Seattle Restaurants See More Revenue After Parking Rates Increase

Parking reformers, this is one you’re going to want to bookmark.

The announcement that Seattle would be raising parking rates in certain neighborhoods was greeted with a good bit of teeth gnashing — and that continues, especially among some business owners. But the data just doesn’t bear out all the concern, according to an analysis by the Sightline Institute, a Northwest policy think tank.

Gross receipts for downtown restaurants have actually risen since the parking meter hikes went into effect.
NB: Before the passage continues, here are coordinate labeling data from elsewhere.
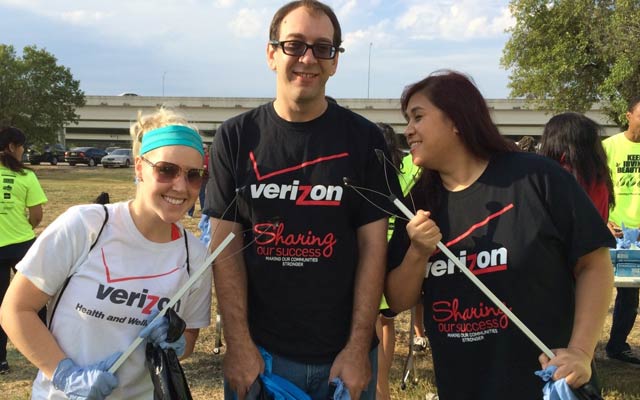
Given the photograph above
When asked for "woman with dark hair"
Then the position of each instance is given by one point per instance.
(21, 192)
(573, 140)
(505, 215)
According to Sightline’s Eric de Place:

It may sound counter-intuitive at first, but on inspection it turns about to be totally sensible. By increasing turnover in on-street parking and ensuring that spaces are available for customers, well-calibrated parking policies really can increase patronage. (After all, would you rather grind through congested downtown streets in the rain while hunting for a parking space or pay a few bucks to stash the car curbside until 8?) In fact, boosting business is exactly what Seattle set out to do when officials adjusted meter rates and extended paid hours downtown.

It’s worth noting that full-service restaurants have been faring better this year nationwide as a result of an improving economy, according to this analysis by the New York Times. And downtown Seattle’s jump of 5.5 percent, as shown in the chart above, is substantially below the national increase of 8.7 percent nationally, as reported in the Times, though that number is specifically for sit-down restaurants. There are a million factors that could be at play there, and there’s no reason to assume two more hours of paid parking per day kept Seattle’s numbers down.

So more research on a wider sampling of cities would be necessary before we say with certainty that higher parking prices don’t impact local business receipts. But when Seattle’s restaurant revenues are still robust and growing, it sure does make all the alarmism over parking reform less convincing.